Elizabeth menoleh dan melirik ke arah pintu masuk area terlarang ini. Di sana, sosok Fisher dan Jasmine perlahan menjauh. Ia menyipitkan matanya dengan berbahaya, berjalan di depan para prajurit di belakangnya, mengulurkan tangan dan mengangkat sepotong kain satin yang menutupi tubuhnya.
Di bawah kain satin itu, sebuah mahkota yang terbuat dari emas bertatahkan batu permata yang tak ternilai harganya. Di puncak mahkota berharga itu, lambang Godolin yang terdiri dari tiga cincin yang saling tumpang tindih dan berjalin tampak sangat mencolok.
Di samping mahkota, terdapat pula tongkat kerajaan yang terbuat dari emas.
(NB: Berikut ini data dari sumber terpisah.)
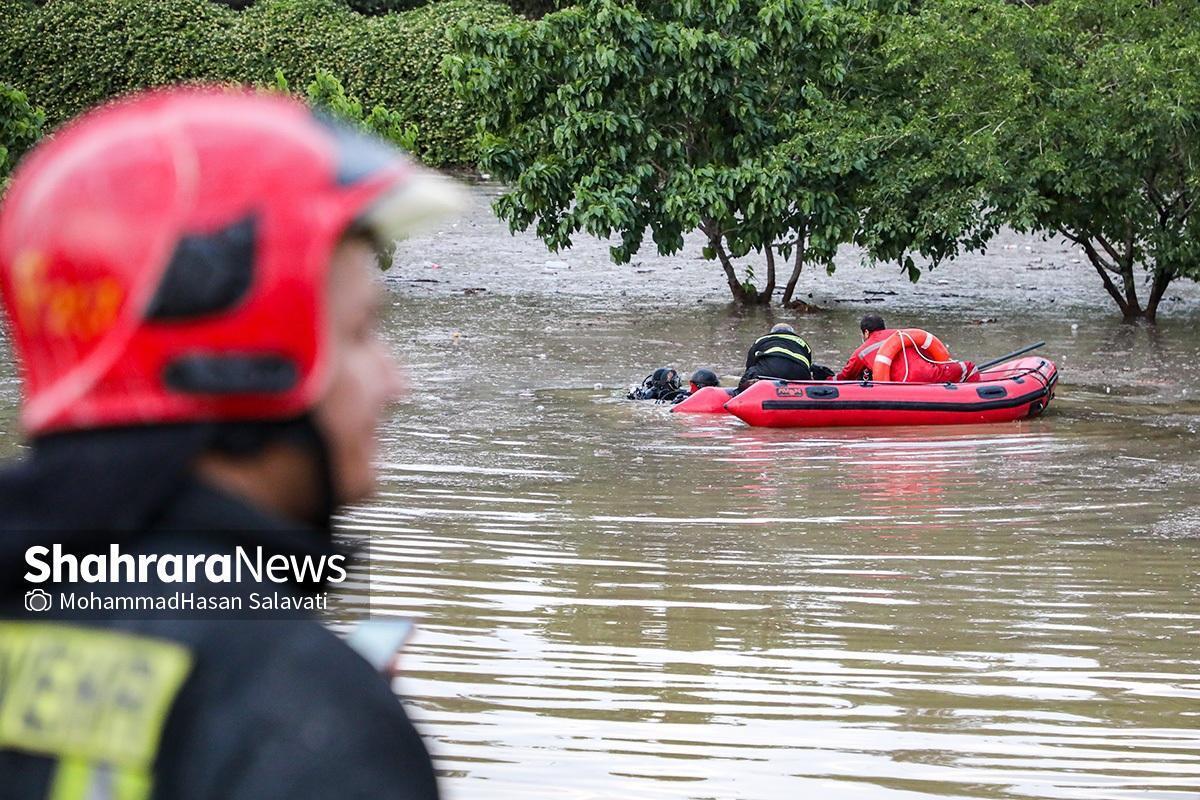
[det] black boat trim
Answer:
[762,381,1054,413]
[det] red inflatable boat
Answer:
[673,356,1058,428]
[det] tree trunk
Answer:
[758,243,775,306]
[1068,235,1141,323]
[1144,269,1175,325]
[779,228,808,308]
[700,219,751,305]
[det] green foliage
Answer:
[300,70,418,151]
[0,0,512,166]
[450,0,874,302]
[346,0,430,16]
[864,0,1200,320]
[0,83,46,186]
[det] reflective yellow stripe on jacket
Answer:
[0,622,192,800]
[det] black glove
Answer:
[811,363,838,380]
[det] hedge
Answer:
[0,0,516,167]
[0,83,46,188]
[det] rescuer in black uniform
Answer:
[738,323,812,391]
[0,89,455,800]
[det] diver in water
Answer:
[625,367,721,403]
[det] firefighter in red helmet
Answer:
[0,89,457,799]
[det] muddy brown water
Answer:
[0,187,1200,800]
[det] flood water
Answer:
[0,188,1200,800]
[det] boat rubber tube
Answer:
[725,356,1058,428]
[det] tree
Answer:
[449,0,872,303]
[860,0,1200,323]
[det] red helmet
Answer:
[0,89,457,435]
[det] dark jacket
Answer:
[0,431,438,800]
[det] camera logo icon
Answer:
[25,589,54,612]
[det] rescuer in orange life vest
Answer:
[0,88,458,800]
[835,314,979,384]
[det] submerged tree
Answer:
[450,0,871,303]
[864,0,1200,321]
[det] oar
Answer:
[976,342,1045,372]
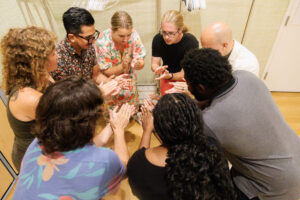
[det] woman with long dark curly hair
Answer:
[127,93,236,200]
[1,26,57,171]
[13,77,133,200]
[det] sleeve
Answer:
[132,31,146,67]
[152,34,162,57]
[94,35,112,70]
[50,45,68,81]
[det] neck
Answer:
[71,44,81,55]
[68,40,82,55]
[226,40,234,56]
[174,32,183,44]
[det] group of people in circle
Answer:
[1,4,300,200]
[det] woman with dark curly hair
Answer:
[13,77,133,200]
[1,26,57,170]
[127,93,236,200]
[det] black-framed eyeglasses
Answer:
[159,28,179,38]
[76,30,100,43]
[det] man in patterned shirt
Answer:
[52,7,108,83]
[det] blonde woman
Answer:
[151,10,199,95]
[1,26,57,170]
[95,11,146,116]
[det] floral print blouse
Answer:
[51,38,96,80]
[13,139,125,200]
[94,29,146,115]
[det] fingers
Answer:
[148,94,160,101]
[154,65,168,75]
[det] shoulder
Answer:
[153,33,163,42]
[95,28,111,46]
[127,147,146,166]
[90,145,121,164]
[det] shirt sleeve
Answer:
[94,35,112,70]
[152,34,161,57]
[132,31,146,67]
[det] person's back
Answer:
[1,26,57,171]
[127,93,236,200]
[228,40,259,76]
[203,71,300,200]
[13,77,132,200]
[13,140,124,200]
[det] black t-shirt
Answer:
[152,33,199,73]
[127,148,169,200]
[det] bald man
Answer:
[200,22,259,76]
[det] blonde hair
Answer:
[1,26,56,94]
[161,10,188,33]
[110,11,132,31]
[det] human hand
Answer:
[133,59,145,70]
[166,82,189,94]
[122,54,131,74]
[148,94,160,101]
[155,70,172,81]
[141,105,154,133]
[109,103,134,133]
[154,65,168,75]
[115,74,133,90]
[143,99,155,112]
[98,80,121,98]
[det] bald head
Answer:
[200,22,233,56]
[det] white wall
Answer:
[0,0,289,83]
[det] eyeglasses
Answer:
[76,30,100,43]
[159,28,179,38]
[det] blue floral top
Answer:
[13,139,125,200]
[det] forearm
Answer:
[139,131,152,149]
[93,124,113,147]
[103,63,124,77]
[172,69,184,81]
[114,130,129,168]
[93,73,110,84]
[151,63,160,72]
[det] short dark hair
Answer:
[181,48,233,89]
[34,77,103,154]
[153,93,236,200]
[63,7,95,34]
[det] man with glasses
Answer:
[151,10,199,95]
[52,7,108,83]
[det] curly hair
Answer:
[153,93,236,200]
[34,77,103,154]
[63,7,95,34]
[180,48,233,89]
[1,26,56,94]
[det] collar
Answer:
[64,37,87,56]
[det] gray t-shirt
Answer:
[203,70,300,200]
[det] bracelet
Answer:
[167,73,173,80]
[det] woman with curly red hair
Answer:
[1,26,57,170]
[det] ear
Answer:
[222,42,228,49]
[178,27,183,33]
[68,33,76,43]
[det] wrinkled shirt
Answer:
[51,38,96,80]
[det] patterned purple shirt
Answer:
[51,38,97,80]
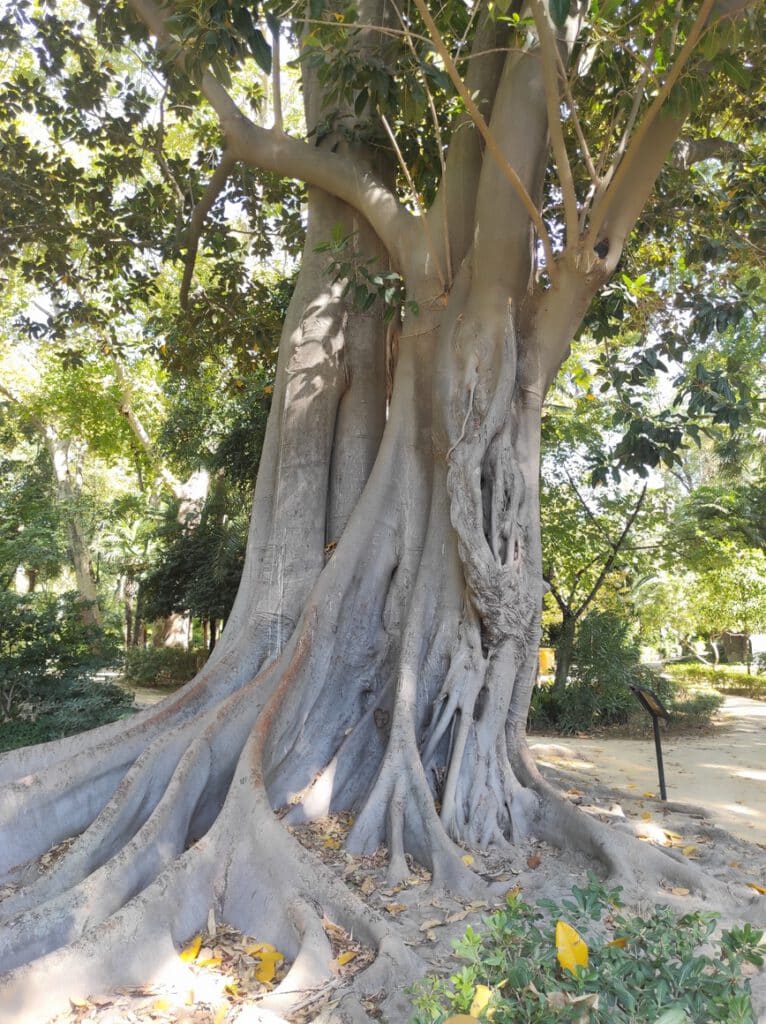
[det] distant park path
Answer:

Melihat kedua benda yang akan digunakan saat naik tahta nanti, Elizabeth tampaknya kurang tertarik. Ia dengan lembut menutupi kain satin itu kembali, lalu tiba-tiba berbicara sendiri,
“Sepuluh menit kemudian, cari Fischer Benavides di seluruh kota, dan pastikan untuk membawanya kembali langsung ke Istana Emas dengan selamat SENDIRIAN… ingat, hanya dia seorang diri.”
“Ya! Yang Mulia—tidak, Yang Mulia Permaisuri.”